# Lack of intuition for distribution function in micro and macro state description

I am a mathematician who is trying to understand statistical mechanics / thermodynamics. I need a hint wrt the interpretation / meaning of the distribution function. Currently I seem to have a basic misunderstanding which is a show stopper for further progress. My current understanding is as follows:

Micro state: I have a large number of particles ($$n$$) and a phase space $${\cal Q}$$ of the corresponding Hamiltonian system, i.e. $${\Bbb R}^{6n}$$. I consider points in this phase space and trajectories through it.

Macro state: I want to concentrate on more essential aspects of the system, such as descriptions in terms of energy, pressure, temperature etc. So, one macro state $$m$$ corresponds to a possibly very large set $$M$$ of micro states. In principle, given $$m$$, I could find $$M$$.

My Problem: Numerous texts now move ahead and introduce a distribution function or probability density on the set of micro states. I do not understand why I should be interested in considering a distribution function on the micro states.
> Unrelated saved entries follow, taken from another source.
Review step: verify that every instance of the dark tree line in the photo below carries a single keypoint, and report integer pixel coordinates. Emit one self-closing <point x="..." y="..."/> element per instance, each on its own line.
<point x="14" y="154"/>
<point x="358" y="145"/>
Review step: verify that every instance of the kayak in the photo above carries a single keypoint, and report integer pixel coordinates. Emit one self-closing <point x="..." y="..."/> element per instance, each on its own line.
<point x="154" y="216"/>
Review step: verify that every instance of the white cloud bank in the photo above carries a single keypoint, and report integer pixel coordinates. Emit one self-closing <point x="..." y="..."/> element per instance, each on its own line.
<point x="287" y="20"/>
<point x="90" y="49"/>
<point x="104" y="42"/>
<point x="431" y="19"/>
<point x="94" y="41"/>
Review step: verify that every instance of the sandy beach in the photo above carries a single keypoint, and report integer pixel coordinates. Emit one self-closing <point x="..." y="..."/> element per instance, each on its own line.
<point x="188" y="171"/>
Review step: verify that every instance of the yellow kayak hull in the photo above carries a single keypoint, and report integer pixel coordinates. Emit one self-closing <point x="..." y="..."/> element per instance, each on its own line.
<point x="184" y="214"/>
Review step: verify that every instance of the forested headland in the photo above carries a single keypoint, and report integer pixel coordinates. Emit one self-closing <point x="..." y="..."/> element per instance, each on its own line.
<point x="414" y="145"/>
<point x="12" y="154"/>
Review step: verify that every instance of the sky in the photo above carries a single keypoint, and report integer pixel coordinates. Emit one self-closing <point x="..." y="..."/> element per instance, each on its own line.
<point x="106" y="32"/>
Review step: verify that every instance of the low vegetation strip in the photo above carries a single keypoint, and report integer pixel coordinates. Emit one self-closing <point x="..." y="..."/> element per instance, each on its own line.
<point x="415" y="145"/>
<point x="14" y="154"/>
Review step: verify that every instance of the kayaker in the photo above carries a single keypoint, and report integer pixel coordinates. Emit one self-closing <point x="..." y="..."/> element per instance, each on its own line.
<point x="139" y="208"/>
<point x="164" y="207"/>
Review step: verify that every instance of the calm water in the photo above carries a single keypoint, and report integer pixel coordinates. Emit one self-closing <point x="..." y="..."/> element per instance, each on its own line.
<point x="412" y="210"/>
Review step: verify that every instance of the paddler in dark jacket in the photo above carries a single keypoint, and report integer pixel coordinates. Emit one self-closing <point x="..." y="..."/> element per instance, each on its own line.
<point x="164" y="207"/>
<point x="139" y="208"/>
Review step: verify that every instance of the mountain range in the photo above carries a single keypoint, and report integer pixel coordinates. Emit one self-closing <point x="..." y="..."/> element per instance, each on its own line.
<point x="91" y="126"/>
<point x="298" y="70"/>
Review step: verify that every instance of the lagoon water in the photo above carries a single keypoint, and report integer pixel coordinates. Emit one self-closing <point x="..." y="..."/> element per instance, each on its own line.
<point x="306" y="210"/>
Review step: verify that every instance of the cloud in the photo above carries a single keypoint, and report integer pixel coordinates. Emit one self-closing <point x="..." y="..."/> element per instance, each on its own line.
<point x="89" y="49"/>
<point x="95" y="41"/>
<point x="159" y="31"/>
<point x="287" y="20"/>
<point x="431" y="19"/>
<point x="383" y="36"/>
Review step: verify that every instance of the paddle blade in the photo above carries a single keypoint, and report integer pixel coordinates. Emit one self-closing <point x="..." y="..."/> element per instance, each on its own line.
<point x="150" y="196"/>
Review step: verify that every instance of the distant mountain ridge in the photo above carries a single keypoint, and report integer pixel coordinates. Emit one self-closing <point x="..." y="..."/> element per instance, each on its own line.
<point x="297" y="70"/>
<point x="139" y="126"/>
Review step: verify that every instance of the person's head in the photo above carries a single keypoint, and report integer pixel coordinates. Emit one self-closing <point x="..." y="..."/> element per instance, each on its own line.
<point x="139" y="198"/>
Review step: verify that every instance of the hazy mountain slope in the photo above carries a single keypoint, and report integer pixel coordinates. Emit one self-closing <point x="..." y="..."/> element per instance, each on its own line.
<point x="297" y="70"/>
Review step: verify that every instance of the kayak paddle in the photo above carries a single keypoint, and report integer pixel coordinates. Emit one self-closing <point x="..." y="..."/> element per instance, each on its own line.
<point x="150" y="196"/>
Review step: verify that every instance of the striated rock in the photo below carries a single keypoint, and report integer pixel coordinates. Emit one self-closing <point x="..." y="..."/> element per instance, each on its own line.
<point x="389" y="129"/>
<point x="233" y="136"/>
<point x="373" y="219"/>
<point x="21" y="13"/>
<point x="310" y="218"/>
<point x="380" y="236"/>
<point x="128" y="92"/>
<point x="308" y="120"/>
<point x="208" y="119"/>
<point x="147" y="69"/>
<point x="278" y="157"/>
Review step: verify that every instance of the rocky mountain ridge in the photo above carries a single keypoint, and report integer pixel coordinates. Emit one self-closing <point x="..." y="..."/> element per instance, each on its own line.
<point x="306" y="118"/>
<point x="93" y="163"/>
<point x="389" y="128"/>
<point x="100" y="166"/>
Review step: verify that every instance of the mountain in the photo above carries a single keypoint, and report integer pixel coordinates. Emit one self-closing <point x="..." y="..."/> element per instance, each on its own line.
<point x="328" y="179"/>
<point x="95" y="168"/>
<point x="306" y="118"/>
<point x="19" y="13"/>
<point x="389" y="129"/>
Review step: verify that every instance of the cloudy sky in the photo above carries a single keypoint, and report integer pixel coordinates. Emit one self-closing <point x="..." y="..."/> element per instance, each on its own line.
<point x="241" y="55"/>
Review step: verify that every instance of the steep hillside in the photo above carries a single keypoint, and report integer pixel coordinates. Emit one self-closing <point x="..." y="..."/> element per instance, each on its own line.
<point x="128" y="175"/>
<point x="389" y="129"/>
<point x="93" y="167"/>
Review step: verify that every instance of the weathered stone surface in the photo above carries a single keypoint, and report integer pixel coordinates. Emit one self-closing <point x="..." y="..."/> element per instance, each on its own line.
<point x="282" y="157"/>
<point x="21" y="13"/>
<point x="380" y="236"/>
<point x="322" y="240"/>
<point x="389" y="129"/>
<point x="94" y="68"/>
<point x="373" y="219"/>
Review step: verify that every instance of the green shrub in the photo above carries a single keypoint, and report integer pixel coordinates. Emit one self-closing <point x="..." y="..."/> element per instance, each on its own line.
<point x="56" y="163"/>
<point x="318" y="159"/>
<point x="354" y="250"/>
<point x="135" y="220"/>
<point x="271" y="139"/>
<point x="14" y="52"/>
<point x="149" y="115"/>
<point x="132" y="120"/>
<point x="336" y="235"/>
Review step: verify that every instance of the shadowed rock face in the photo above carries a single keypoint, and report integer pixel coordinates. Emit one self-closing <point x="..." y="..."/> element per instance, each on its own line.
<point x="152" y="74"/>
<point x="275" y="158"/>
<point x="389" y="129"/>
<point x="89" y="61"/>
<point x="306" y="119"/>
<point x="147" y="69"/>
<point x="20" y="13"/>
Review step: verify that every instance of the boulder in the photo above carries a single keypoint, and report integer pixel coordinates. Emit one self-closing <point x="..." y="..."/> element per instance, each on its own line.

Suppose, I have macro state $$m$$. So a micro state description could, in my understanding, already be given by the set $$M \subset {\cal Q}$$ of micro states. By the indifference principle I could assume that all of them are equally probable, which would give me some sort of distribution function / probability density. However, I read the texts in such a manner, that there could be several different distribution functions / probability densities. I want to understand which additional physical insight / intuition is modeled by the additional structure provided when moving from the set $$M$$ to a distribution function / probability density on the set.